Willie Mullins has sent more than 800 horses to Cheltenham over the last quarter of a century, many of which were hot favourites with millions riding on their chance, and welcomed back nearly 100 as winners at the Festival. Yet he still said after winning his third Gold Cup with Galopin Des Champs here on Friday that he had felt more pressure both before and during the race than at any stage of his long career.
On the face of it, that might seem surprising, as Galopin Des Champs set off as the 7-5 favourite and eventually came home with a comfortable seven-length winning margin over Bravemansgame. But that tells only a fraction of the story of a race that gripped the attention from first to last.
Throughout the opening circuit, Paul Townend, the winner’s jockey, was forced to sit much further away from the pace-setting Ahoy Senor than he would have preferred, as the leader, a strapping old-school steeplechaser, set out to test his rivals’ stamina from the off.
While Ahoy Senor flew his fences and kept up the gallop, Galopin Des Champs was noticeably less slick over a couple of the obstacles and while he made steady progress on the second circuit, he was still a few lengths adrift of the pace on the run to the 17th fence.
Ahoy Senor’s jumping can become a little erratic as he tires, however, and it was here that disaster struck. Ahoy Senor fell and brought down Sounds Russian, while also impeding A Plus Tard, last year’s Gold Cup winner, who was eventually pulled up before three out.
On another day, Galopin Des Champs might have been caught in the melee, but he emerged unscathed and continued to inch his way forward. There was still more drama to come, however, as he belted the third-last hard, handing a useful advantage to the two horses still in front of him, Hewick and Bravemansgame, the third-favourite.
Townend, wisely, gave him time to recover before once more starting to reel them in. Bravemansgame briefly led as Hewick crashed out at the second last, but Galopin Des Champs overhauled him with a big leap at the last and put any questions about his stamina to bed by staying on strongly all the way to the line. Twelve months on from the groan of despair that greeted his fall when clear at the last fence in the Turners Novice Chase, Galopin Des Champs ran into the raucous wall of noise that always greets a winning favourite in the Festival’s biggest race.
“That was the most pressure I’ve felt,” Mullins said. “We felt we stuck our necks out and said he is a Gold Cup horse.
“We elected him as our Gold Cup horse, whereas Al Boum Photo [his winner in 2019 and 2020] sort of happened.
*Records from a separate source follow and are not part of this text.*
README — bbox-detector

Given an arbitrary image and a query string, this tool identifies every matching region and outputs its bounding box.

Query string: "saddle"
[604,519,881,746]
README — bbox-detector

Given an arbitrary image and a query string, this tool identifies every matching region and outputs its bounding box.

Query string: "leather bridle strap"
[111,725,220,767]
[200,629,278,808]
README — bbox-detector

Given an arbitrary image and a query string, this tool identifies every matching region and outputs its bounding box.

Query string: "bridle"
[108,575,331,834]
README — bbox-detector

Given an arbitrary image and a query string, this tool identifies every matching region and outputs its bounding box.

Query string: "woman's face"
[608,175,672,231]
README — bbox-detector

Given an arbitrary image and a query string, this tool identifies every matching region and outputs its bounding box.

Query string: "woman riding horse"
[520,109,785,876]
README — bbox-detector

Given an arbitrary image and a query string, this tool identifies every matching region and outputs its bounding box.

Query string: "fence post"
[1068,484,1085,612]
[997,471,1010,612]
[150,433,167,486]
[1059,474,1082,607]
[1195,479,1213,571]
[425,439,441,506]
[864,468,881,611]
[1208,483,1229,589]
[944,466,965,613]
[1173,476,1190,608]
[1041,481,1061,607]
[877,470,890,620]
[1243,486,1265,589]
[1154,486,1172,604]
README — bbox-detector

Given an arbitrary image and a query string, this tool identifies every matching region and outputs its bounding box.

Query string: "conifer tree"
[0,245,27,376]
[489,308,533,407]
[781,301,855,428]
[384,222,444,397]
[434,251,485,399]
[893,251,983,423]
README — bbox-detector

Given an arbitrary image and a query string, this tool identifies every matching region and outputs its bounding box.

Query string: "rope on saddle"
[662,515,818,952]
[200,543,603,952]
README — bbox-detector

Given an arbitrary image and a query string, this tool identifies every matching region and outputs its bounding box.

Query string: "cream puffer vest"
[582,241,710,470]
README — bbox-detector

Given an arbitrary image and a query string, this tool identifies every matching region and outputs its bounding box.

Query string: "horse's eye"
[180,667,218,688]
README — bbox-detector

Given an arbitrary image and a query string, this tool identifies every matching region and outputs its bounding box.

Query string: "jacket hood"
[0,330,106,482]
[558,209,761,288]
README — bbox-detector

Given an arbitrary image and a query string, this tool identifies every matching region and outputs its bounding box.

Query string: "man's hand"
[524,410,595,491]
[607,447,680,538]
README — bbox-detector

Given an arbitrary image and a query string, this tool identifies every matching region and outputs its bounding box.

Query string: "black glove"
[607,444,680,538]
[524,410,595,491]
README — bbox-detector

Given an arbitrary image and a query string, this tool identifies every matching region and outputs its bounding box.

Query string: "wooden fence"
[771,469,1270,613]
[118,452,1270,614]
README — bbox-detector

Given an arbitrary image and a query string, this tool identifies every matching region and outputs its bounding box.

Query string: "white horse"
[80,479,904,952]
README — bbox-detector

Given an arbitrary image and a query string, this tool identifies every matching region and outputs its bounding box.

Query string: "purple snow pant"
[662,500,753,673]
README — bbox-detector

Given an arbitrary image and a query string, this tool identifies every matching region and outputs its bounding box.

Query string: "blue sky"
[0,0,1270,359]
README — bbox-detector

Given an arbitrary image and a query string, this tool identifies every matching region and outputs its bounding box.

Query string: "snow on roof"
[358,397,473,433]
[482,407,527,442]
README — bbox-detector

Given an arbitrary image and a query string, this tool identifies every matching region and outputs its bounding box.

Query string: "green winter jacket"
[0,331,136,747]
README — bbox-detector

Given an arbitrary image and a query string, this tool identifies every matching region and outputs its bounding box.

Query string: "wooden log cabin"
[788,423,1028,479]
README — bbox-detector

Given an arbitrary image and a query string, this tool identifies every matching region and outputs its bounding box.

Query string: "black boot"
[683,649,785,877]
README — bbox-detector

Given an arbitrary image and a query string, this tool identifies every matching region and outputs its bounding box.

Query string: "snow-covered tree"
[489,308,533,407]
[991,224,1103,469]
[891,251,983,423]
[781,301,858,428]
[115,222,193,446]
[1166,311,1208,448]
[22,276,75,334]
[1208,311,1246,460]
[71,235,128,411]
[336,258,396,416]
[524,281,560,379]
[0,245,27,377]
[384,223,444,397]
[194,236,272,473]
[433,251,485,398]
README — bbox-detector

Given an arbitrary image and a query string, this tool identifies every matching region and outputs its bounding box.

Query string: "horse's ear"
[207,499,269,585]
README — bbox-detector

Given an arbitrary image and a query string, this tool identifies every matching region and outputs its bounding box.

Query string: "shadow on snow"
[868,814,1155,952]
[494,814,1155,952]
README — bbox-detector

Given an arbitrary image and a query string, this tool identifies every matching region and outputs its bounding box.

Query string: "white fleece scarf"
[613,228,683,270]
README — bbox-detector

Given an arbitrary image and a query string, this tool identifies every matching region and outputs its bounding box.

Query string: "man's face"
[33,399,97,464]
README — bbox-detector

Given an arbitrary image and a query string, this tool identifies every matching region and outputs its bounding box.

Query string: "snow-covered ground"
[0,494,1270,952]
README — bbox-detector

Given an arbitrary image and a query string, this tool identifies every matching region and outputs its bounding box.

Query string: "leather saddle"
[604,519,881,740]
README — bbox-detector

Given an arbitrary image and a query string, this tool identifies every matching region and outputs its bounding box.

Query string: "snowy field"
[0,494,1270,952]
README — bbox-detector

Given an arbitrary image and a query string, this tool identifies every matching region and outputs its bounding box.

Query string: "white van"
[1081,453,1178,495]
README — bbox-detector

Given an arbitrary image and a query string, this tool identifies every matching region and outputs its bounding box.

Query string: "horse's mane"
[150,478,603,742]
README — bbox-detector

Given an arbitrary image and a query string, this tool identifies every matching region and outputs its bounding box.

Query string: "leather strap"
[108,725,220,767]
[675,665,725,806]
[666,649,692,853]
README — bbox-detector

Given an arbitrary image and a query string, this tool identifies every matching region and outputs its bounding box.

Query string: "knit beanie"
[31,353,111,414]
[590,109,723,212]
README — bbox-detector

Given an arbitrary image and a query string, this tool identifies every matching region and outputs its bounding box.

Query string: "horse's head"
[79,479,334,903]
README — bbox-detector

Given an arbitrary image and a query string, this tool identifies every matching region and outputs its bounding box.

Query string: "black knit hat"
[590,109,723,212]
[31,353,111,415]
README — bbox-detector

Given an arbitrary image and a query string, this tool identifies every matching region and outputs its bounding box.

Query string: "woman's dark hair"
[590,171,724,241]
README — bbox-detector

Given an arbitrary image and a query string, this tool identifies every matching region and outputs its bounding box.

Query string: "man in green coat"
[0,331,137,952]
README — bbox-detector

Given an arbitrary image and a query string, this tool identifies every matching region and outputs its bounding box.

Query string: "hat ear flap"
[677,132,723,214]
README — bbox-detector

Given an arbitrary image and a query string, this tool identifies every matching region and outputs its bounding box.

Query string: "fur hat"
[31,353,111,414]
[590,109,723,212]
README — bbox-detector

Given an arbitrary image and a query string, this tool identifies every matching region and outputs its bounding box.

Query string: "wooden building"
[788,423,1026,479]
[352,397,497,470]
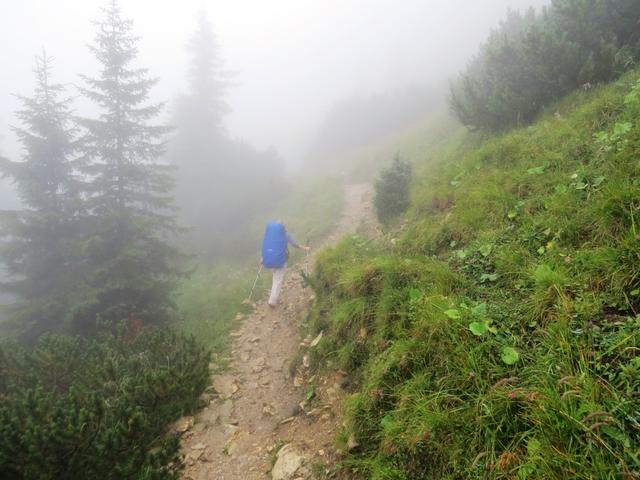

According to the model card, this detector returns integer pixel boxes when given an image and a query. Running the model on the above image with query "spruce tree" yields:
[72,0,180,331]
[169,12,286,260]
[0,52,82,338]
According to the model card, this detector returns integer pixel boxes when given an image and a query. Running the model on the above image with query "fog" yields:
[0,0,547,167]
[0,0,547,261]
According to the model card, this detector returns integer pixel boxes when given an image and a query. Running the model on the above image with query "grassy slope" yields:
[314,108,464,182]
[177,178,343,360]
[310,72,640,479]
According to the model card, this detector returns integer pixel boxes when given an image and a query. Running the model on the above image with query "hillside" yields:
[309,71,640,479]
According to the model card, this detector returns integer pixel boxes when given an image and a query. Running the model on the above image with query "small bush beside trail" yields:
[0,330,209,480]
[310,71,640,480]
[374,155,411,225]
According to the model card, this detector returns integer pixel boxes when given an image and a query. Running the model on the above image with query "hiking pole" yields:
[247,262,262,303]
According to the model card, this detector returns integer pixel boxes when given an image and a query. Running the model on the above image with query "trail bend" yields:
[182,183,375,480]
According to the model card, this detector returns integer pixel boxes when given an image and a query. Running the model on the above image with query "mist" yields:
[0,0,548,170]
[0,0,547,337]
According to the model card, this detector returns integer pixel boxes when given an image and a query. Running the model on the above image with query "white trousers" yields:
[269,265,287,307]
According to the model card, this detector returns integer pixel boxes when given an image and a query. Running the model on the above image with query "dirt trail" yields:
[182,184,374,480]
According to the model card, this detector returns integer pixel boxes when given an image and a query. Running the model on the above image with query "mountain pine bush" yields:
[374,155,411,224]
[0,329,209,480]
[309,71,640,480]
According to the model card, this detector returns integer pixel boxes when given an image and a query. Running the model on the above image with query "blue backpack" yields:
[262,222,289,268]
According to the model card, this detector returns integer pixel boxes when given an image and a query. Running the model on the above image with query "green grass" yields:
[309,72,640,480]
[322,110,466,182]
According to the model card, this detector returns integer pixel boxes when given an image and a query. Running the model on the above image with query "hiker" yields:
[262,221,311,308]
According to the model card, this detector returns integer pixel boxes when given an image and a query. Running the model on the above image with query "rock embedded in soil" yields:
[271,444,304,480]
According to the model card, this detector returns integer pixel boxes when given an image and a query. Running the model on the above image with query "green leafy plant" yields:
[374,155,412,224]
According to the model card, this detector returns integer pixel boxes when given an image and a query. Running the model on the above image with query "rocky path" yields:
[177,184,373,480]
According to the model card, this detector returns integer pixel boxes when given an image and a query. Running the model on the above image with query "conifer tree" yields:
[0,52,81,337]
[169,12,286,260]
[72,0,180,331]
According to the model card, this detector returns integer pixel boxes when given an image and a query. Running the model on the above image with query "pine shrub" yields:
[0,329,209,480]
[374,155,411,225]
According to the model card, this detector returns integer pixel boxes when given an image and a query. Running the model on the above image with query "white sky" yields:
[0,0,548,169]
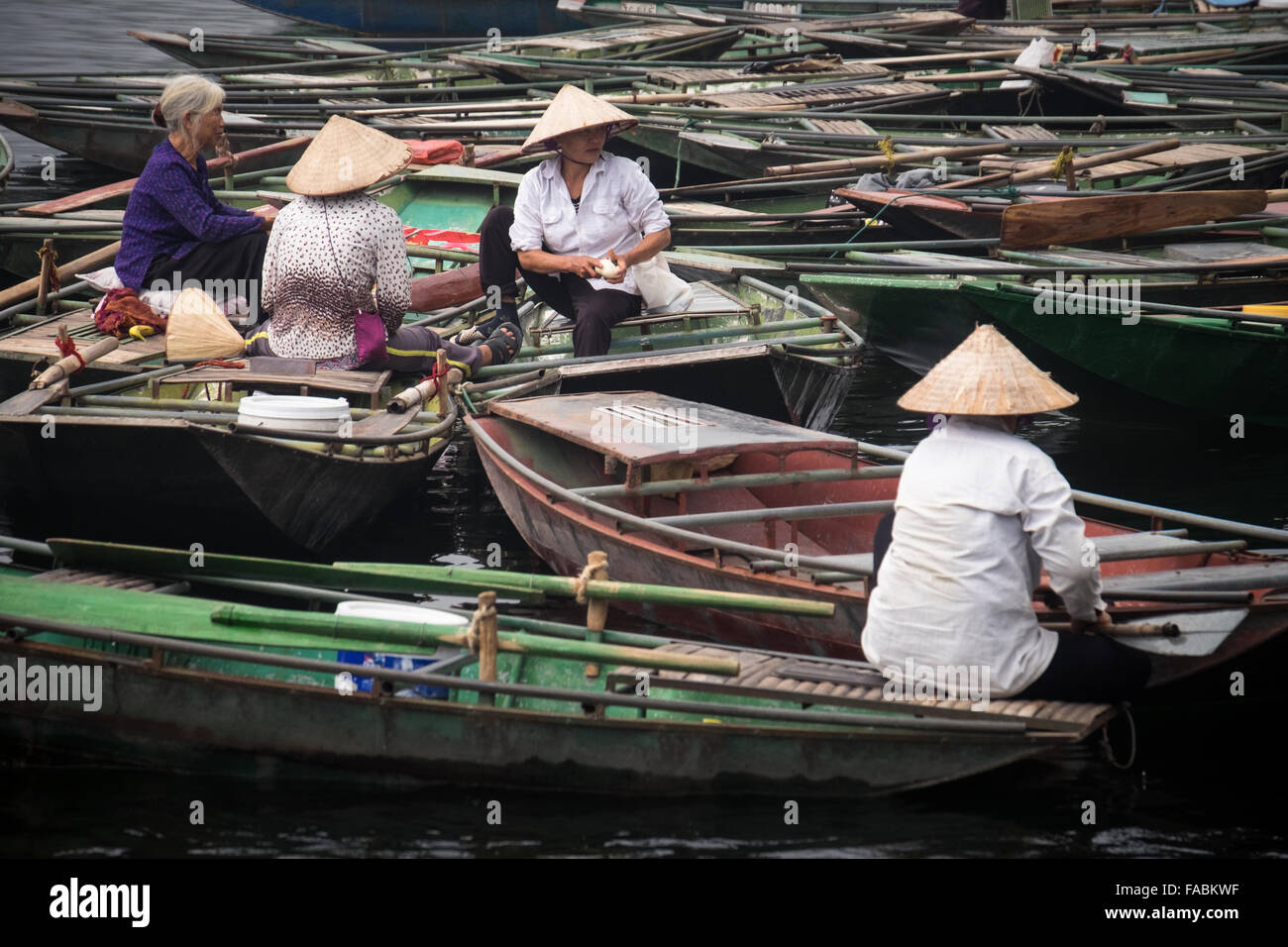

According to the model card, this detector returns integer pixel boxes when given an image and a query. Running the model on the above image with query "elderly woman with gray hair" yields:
[116,74,273,300]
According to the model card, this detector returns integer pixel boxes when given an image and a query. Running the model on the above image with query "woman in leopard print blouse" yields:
[246,116,519,377]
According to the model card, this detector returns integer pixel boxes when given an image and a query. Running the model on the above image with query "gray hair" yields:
[158,72,224,132]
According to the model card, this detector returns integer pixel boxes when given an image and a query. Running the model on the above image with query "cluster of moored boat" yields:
[0,0,1288,793]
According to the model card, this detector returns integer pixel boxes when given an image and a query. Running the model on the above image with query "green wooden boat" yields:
[0,541,1116,796]
[800,240,1288,373]
[962,279,1288,428]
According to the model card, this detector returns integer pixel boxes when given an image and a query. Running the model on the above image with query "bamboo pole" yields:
[0,241,121,309]
[579,550,608,678]
[36,237,58,318]
[927,138,1181,191]
[471,591,497,703]
[210,607,739,678]
[762,141,1012,178]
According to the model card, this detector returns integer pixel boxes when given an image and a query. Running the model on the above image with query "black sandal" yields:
[483,322,523,365]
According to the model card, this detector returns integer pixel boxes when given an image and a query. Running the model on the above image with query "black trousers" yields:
[1009,631,1150,703]
[246,326,483,377]
[480,207,640,359]
[143,231,268,318]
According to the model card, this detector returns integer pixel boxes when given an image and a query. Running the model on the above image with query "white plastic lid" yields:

With this fellow, we thought he was good enough and that puts you under pressure until the actual day when it has happened.
“A lot of people were saying he is not [a Gold Cup] horse as he had too much speed and no stamina, but he had won over three miles as a novice and I was happy that if a novice can do that over hurdles at that age they are only going to get stronger as an older horse.”
Mullins tweaked the winner’s training regime after his fall here last year, and gave plenty of praise to both Townend, for his coolness under pressure, and Adam Connolly, his groom and work rider.
“Adam rides him all the time and just keeps a lid on him,” Mullins said. “We didn’t do as much fast work with him this year, it’s all about stamina and getting him to switch off. Paul has done that in the last few races as well. Paul gets him relaxed and puts him to sleep.”
Seven may well be Mullins’s lucky number, as this was just the seventh race of Galopin Des Champs’s chasing career, at the age of seven and he won by seven lengths. So much went wrong on the road to victory, meanwhile, that he is surely capable of even better form as he matures, and he is the 11-8 favourite to follow up next year.
By then, Mullins could well have become the first trainer to reach 100 Festival winners, and amid the delight of his latest triumph here, he could still pause to reflect on how far he has come.
“It is mind blowing,” he said. “I can’t comprehend the numbers I have in training at home [more than 200] and I can’t comprehend the quality of horse we have at home. It is something that we never would have dreamt of.
“Until I got my licence if someone would have said to me, you will have 60 horses every day for the rest of your training career I would have grabbed that because top trainers like Fred Winter, Fulke Walwyn, David Nicholson never had more than 60 or 65, and you were lucky if you got a Grade One horse every year, or two maybe.
“Every day I go through the barns, and I pinch myself.”